届出のあった職務発明で所定の要件を満たすものは、大学及び技術移転機関等の外部機関が権利を承継するかどうかにかかわらず、届け出た教職員等の業績評価の対象とする。

6. 組織事務体制

  1. 知的財産権の取得・活用促進のための体制・組織
    大学における知的財産権の取得・活用促進のための組織として、産学官連携推進部門知的財産支援室を中核とした学内組織を設置する。産学官連携推進部門知的財産支援室は、知的財産に関し、大学の内外の窓口になるほか、大学内において、知的財産権の取得・活用促進及び技術移転促進のため、知的財産マインドの高揚及び知的財産情報のセキュリティー確保に努める。
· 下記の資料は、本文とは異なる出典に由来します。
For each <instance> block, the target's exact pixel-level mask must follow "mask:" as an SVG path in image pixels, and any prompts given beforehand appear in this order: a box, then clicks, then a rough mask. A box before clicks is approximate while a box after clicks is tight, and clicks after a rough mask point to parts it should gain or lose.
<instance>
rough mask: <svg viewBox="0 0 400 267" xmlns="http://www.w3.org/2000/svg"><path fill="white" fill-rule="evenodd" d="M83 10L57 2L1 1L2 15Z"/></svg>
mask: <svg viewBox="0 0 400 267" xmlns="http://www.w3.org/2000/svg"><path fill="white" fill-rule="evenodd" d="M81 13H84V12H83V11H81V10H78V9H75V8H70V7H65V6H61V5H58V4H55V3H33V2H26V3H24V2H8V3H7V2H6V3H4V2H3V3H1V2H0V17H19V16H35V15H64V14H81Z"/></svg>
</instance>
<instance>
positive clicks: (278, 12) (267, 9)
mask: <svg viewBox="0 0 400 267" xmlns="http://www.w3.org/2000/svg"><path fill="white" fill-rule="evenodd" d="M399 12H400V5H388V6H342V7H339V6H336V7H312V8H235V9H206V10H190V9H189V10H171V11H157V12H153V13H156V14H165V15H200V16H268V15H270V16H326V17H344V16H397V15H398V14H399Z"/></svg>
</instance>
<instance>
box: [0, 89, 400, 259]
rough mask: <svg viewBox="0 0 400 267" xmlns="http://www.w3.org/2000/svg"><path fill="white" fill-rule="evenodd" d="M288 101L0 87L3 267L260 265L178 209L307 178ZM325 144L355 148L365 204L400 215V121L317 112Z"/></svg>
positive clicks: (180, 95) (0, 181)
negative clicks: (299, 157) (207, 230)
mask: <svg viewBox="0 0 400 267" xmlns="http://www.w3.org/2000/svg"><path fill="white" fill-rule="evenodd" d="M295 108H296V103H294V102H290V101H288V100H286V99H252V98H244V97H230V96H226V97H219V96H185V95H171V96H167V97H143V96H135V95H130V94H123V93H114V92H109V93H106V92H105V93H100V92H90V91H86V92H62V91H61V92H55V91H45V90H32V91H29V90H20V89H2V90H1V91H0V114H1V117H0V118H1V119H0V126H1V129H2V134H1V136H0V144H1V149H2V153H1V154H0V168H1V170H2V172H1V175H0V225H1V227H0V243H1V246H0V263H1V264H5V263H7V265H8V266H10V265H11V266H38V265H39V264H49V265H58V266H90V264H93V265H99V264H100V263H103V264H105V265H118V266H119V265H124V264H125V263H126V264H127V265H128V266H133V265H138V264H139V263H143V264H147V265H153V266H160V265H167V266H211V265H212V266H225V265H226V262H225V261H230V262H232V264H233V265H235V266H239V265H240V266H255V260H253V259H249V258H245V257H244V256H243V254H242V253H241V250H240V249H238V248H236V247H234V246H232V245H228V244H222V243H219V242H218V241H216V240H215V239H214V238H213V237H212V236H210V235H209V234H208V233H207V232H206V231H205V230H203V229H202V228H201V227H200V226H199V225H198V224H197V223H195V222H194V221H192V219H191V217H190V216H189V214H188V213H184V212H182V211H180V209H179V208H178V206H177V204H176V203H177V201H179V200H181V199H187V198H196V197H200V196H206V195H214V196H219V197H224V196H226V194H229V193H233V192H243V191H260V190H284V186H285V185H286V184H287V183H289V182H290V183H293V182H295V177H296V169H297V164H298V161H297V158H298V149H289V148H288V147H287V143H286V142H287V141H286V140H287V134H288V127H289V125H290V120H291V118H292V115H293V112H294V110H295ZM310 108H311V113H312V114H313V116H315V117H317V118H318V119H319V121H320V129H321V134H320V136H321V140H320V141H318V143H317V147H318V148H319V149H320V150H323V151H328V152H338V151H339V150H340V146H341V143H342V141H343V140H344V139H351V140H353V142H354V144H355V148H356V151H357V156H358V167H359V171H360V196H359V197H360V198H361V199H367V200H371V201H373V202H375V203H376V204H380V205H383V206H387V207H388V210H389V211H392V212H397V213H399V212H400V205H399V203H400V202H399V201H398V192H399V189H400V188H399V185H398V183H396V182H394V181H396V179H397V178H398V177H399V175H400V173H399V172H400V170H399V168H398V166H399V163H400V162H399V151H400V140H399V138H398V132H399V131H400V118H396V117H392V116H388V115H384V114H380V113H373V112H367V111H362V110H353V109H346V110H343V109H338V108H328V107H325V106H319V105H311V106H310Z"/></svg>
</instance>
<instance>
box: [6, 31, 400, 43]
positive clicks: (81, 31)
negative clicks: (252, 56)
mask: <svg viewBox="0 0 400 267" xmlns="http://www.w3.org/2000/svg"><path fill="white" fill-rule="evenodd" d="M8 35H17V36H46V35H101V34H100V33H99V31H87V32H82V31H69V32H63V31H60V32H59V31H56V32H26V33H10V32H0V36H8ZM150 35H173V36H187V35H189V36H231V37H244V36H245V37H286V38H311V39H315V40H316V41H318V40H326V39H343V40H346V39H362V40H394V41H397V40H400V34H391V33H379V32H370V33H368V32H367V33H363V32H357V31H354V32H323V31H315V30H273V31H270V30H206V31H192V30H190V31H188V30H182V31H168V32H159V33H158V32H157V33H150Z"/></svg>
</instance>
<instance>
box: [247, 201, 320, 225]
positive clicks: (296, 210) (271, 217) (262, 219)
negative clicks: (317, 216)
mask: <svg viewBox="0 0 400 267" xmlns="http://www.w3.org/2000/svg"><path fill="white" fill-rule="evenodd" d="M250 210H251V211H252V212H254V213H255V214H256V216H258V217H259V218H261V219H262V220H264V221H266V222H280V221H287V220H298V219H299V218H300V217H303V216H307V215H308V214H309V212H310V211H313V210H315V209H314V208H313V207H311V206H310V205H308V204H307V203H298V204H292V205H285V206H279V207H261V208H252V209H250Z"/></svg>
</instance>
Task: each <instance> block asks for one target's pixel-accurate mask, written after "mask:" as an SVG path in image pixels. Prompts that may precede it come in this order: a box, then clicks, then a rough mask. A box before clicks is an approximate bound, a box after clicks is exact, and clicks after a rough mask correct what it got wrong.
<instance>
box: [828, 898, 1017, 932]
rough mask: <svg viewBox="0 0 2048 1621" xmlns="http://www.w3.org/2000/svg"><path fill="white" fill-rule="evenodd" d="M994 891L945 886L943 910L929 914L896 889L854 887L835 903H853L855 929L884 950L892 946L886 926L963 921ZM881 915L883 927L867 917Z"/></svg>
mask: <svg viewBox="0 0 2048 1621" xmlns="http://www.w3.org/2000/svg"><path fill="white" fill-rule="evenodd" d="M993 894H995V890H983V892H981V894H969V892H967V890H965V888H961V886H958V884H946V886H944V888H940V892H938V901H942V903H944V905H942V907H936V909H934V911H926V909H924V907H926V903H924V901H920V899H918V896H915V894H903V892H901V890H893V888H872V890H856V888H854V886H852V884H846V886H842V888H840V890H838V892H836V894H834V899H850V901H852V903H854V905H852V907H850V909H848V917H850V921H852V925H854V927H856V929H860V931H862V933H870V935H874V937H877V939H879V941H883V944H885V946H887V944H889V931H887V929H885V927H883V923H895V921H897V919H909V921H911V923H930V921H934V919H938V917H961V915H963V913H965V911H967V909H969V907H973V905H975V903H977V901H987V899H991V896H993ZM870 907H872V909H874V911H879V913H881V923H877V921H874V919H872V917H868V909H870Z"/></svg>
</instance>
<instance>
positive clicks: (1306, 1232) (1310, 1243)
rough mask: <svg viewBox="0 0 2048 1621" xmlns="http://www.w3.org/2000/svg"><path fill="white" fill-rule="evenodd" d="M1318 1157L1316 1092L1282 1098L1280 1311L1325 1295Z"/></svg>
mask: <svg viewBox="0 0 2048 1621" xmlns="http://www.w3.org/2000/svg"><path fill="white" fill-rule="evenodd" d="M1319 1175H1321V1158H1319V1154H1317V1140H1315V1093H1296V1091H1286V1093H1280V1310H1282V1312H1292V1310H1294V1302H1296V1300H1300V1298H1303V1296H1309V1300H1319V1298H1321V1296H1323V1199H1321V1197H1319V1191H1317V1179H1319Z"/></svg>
産学官連携推進部門知的財産支援室は、大学の使命である教育と学術研究の推進との調和を図りつつ、知的財産権の取得促進及び技術移転促進に努める。
  2. 知的財産の係争・訴訟対策など法務的な事項の問題解決のため、産学官連携推進部門知的財産支援室に知財担当の顧問弁護士などの専門家を置くものとする。
  3. 大学は、大学が所有する知的財産権の侵害に対する対策には、技術移転機関等の外部機関と連携する。

7. 技術移転機関との連携

大学は、知的財産権に係る産業界等へのライセンス活動及び実施許諾等の契約を、効果的・効率的かつ機動的に行うため、技術移転機関を活用し、一体的に技術移転の業務を進めるよう努める。

8. 共同研究等の推進

大学は、共同研究等について成果の取扱いを含めて相互の利益に配慮するものとする。

9. 大学発ベンチャー企業創出の推進

  1. 教職員等が兼業又は独立してベンチャー起業する場合、大学は、当該教職員等の発明等で大学が承継し、出願したものについて、優先的に専用実施権の設定を含む実施許諾又は譲渡等を行うよう努めるものとする。
  2. 技術移転活動をより確実なものとするために、大学は、必要な研究成果のインキュベーションの促進に努めなければならない。

このポリシーは、平成16年4月1日から適用する。
改正後のポリシーは、平成18年9月14日から適用する。
改正後のポリシーは、平成20年4月1日から適用する。
改正後のポリシーは、平成25年10月1日から適用する。